A Parable: On the desire to be rich

If one were only a true metaphysician, thinking nothing but being itself, relieved of the distractions of social intercourse and material need, enjoying the subtlest of truths, the profoundest states of awareness, the richest of revelations, freed from the need to think the Good, for thinking itself would be good, freed from the need to think the True, for thinking itself would be true, freed even from the need to think reality, for thinking itself would be life, until one dismissed metaphysics, for there needed no metaphysics, dismissed thinking, for there needed no thinking, until one renounced even the knowledge that one was a philosopher before setting out to seek wealth, friends, and lovers.
Best chapter yet. Some excerpts:

"For where your treasure is, there will be your heart also" Jesus Quote (Matt.6.21)

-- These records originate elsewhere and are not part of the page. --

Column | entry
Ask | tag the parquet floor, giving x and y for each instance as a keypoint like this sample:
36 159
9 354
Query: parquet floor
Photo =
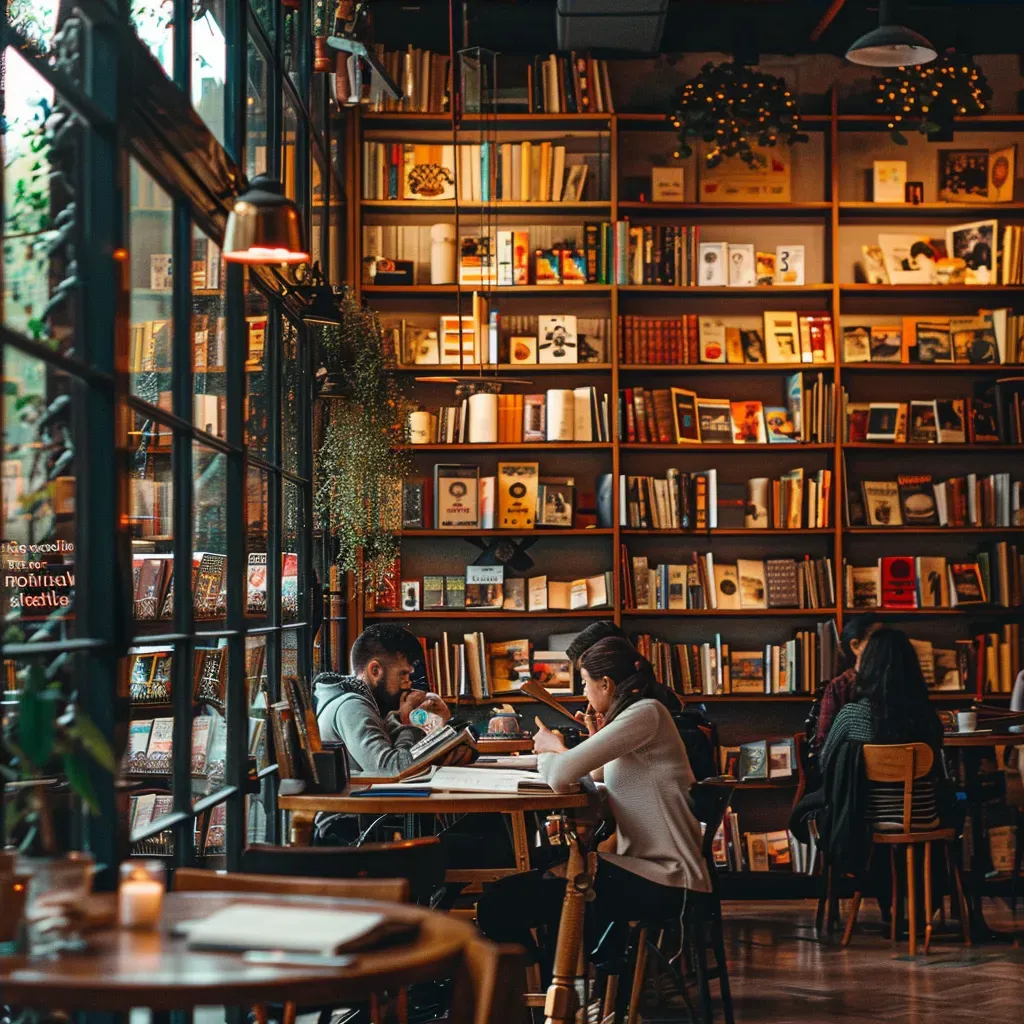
780 973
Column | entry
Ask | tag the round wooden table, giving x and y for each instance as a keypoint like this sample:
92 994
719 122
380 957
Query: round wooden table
122 969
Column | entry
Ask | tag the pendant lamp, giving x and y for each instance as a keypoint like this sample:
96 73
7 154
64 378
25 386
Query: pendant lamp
264 226
891 45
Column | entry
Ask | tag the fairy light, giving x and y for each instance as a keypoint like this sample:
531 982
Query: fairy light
740 109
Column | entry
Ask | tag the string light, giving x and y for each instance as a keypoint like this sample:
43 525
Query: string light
741 109
931 96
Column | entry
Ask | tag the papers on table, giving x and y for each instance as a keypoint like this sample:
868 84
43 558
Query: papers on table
307 930
471 780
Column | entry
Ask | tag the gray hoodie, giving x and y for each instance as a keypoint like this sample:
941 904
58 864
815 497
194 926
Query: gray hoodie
347 712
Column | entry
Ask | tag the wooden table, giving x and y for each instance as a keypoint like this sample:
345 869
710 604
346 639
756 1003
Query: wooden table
965 743
122 969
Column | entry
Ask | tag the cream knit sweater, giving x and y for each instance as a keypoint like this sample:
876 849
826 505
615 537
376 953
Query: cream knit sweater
643 764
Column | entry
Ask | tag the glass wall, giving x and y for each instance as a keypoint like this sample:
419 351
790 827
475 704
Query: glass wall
122 568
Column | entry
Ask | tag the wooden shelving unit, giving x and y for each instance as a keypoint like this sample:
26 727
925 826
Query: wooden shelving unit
828 205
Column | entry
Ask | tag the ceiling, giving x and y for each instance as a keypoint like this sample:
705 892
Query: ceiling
695 26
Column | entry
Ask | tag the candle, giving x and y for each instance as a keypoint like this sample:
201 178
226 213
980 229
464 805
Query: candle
140 895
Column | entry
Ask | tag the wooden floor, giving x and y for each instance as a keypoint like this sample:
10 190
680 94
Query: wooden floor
780 973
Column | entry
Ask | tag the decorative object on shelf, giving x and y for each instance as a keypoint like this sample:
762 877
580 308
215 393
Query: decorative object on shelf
358 469
732 107
890 45
929 98
264 226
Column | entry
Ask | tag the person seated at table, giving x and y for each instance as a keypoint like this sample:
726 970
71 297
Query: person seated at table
369 711
891 706
639 757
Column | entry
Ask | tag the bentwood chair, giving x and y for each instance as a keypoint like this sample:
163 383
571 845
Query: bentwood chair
903 763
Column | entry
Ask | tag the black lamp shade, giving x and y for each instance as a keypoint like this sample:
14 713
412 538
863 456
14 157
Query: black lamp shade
264 226
891 46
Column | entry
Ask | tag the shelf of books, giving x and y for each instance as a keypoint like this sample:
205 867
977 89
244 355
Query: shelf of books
732 408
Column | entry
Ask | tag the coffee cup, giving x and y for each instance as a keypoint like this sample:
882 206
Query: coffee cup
967 721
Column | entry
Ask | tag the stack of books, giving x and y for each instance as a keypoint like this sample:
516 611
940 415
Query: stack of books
676 416
930 582
715 667
705 584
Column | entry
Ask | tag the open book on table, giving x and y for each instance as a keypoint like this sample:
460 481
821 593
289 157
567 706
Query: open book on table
445 779
305 930
436 747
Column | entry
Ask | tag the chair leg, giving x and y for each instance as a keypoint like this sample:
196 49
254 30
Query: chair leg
894 905
928 896
911 899
639 972
851 919
718 946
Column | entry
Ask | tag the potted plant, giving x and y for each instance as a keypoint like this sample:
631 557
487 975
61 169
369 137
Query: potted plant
359 464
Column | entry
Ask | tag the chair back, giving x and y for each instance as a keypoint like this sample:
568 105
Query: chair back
420 861
898 763
187 880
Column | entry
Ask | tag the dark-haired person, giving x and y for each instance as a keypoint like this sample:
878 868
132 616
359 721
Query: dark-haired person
639 757
856 632
892 706
369 710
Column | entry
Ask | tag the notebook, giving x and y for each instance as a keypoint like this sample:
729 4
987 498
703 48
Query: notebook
260 926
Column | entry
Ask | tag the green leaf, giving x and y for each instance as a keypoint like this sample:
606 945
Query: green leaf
36 721
92 741
78 778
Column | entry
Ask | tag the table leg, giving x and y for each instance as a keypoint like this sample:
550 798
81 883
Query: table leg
301 832
560 1005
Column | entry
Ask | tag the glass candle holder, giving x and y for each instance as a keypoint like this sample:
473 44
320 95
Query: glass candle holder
140 894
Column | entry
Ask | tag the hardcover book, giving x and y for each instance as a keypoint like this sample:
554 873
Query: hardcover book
517 484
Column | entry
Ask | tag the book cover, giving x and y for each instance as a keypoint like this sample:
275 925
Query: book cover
484 587
753 586
457 497
899 582
916 499
749 423
882 504
517 484
747 671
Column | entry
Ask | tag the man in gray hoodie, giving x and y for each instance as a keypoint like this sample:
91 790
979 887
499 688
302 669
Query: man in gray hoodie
369 711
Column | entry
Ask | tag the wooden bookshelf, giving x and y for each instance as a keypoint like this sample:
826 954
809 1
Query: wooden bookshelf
823 202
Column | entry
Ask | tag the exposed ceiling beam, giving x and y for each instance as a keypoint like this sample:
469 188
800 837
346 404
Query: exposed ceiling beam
826 18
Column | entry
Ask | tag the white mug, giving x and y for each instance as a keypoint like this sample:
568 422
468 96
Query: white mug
967 721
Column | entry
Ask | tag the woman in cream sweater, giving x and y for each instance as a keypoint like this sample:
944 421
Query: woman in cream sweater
635 751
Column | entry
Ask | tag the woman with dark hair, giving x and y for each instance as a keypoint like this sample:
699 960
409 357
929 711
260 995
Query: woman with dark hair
636 752
891 707
853 640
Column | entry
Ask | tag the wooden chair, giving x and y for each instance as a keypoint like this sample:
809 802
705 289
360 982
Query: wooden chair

Goodchild's Thesis: "The Object of one's attention is used as the material for forming the perspective through which the world is to be seen. One forms a perspective expressed in a metaphysics." [...] This metaphysics is called into question as soon as one raises the problem of how time, attention and devotion are being spent. This is a universal question affecting believer and unbeliever alike. It undermines themodern exclusion of theological from critical thought, for if one's perspective is indeed formed by the way one spends one's time - and I will show how this is indeed the case with money - then evaluations, decisions, organization and production emerge from a practice that itself arises from commitments. To what will one devote one's life? What authority will one call on for one's decision to bear credit?"
I will not go through all the book here in public. It suffices to say that this book is mindbending and it was a difficult but rewarding read. I witnessed altered states of consciuosness while reading some passages, which says enough.

In the last chapter, Goodchild goes from Judas Iscariot to Saint Francis of Paola to Shakespeares' Merchant of Venice to illustrate his conclusions. Here a final quotation:

"To be real is not simply to be present in time; it is to be commited to spending time. To be real is to promise and to affect what is actually present through such promise. One may even propose that to be real is not simply to be real. The Permedian Tautology ("being is") must be broken open and must remain in suspension. To be real is to be not yet real; it is to be not yet to have become what one is. Reality is invariably an object of credit. Such is the reality of the metaphysics of money; such is the reality of modern metaphysics - a metaphysics that promises far more than it delivers."